U.S. economy charges forward
Author: Portfolio Specialist Group
April 30, 2018
AGF Weekly Perspectives
“A recap of last week’s top economic news and what’s to come”
U.S. GDP surprises to the upside
- The U.S. economy expanded at a 2.3% annualized pace in the first quarter of 2018. While GDP decelerated from 2.9% in the prior quarter, the results were better than expected considering Q1 data tends to lag the rest of the year due to seasonal adjustments.
- Business investment supported the gain, rising 7.3% in part to a double-digit jump in nonresidential structures. Exports were also a source of growth, moving 4.8% higher in the quarter to reflect improved competitiveness in the U.S.
- Consumer spending slowed to its weakest pace in five years with only 1.1% growth from the prior quarter, though much of the slow-down could be attributed to artificially elevated levels last year brought on by hurricane-related rebuilding.
European Central Bank maintains a restrained stance
- The European Central Bank left policy rates unchanged as widely expected, with the attention of investors mostly focused on accompanying statements.
- President Mario Draghi was discreet in guidance towards future plans, as his comments mirrored prior statements and downplayed recent softness in economic data.
- Draghi says rates will stay put “for an extended period of time” and well past the horizon of asset purchases. The current €30 billion of monthly stimulus is scheduled to end in September, though Draghi has maintained the central bank will extend if needed to ensure inflation reaches a sustained level.
Bank of Japan holds, economic data mixed
- The Bank of Japan (BoJ) held policy rates at current levels in an 8-1 vote.
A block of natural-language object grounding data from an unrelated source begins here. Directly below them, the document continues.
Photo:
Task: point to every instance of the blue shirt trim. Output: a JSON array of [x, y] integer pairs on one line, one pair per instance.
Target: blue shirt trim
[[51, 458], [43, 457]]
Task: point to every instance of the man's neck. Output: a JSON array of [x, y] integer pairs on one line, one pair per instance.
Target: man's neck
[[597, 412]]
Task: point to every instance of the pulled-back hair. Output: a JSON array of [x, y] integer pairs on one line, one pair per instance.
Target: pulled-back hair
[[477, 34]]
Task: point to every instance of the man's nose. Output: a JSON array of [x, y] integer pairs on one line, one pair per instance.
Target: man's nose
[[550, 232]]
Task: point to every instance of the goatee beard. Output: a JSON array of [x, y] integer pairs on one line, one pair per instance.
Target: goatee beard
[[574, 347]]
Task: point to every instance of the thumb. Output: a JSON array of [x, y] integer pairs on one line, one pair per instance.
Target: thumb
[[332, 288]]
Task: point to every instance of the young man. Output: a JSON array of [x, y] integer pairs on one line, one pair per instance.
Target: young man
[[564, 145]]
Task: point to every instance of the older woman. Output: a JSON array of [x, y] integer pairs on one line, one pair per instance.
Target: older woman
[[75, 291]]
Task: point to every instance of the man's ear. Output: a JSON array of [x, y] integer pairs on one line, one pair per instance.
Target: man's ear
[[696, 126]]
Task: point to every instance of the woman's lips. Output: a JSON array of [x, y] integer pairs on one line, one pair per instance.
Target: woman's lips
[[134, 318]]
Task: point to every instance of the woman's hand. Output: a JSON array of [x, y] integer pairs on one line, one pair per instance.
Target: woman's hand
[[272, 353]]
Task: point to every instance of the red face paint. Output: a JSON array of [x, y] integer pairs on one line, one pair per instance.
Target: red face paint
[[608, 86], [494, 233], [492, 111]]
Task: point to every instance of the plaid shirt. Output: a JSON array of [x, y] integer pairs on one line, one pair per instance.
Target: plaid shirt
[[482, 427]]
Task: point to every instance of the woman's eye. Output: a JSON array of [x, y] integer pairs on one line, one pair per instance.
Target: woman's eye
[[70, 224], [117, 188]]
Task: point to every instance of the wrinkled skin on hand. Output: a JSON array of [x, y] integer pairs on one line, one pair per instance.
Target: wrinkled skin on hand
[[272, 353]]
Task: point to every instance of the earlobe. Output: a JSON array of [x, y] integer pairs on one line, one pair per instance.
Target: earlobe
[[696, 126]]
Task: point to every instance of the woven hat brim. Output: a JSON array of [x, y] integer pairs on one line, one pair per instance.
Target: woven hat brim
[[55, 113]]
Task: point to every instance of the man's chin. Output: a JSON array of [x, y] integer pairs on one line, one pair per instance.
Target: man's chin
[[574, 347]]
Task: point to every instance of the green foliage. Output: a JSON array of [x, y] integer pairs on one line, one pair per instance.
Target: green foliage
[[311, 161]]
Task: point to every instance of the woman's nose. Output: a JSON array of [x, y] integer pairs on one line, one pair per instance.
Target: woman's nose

In a surprising move, however, the BoJ pulled its previously publicized timeline for reaching its 2% inflation target in an effort to prevent markets from betting on additional easing in instances where the central bank pushed back timing.
- In other Japanese data reported, industrial production doubled expectations with a 1.2% gain in March to improve annualized growth to 2.2%. Retail sales fell 0.7% in March, slowing year-over-year growth to 1.0%.
- The jobless rate was unchanged in March at 2.5%, holding 25-year lows, as over 66 million people are currently employed in Japan.
Other economic news
- U.S. existing home sales rose 1.1% in March, with positive gains in both single-family units (0.6%) and condos (5.2%). Inventory volumes recorded a 7.2% decline in listings from a year ago as homes stayed on the market for an average of 30 days in March. Tight inventories also impacted new home sales, which reached a four-month high in March with a 4.0% gain.
- The Eurozone Manufacturing PMI fell to 14-month lows in April with a 0.6 decline to 56.0, though activity remains well within expansionary territory. Meanwhile, manufacturing activity in the U.S. reached a three-and-a-half year high of 56.5 as output and new orders advanced. In Japan, the Manufacturing PMI ticked up slightly to 53.3 in April, from 53.1 previously.
What’s to come
U.S.employment highlights a busy week
- U.S. payroll data is expected to rebound after a disappointing result in the prior month. The U.S. Federal Reserve is also set to meet during the week, though rates are expected hold steady until June. Canada will report GDP data on Tuesday, followed by eurozone GDP on Wednesday.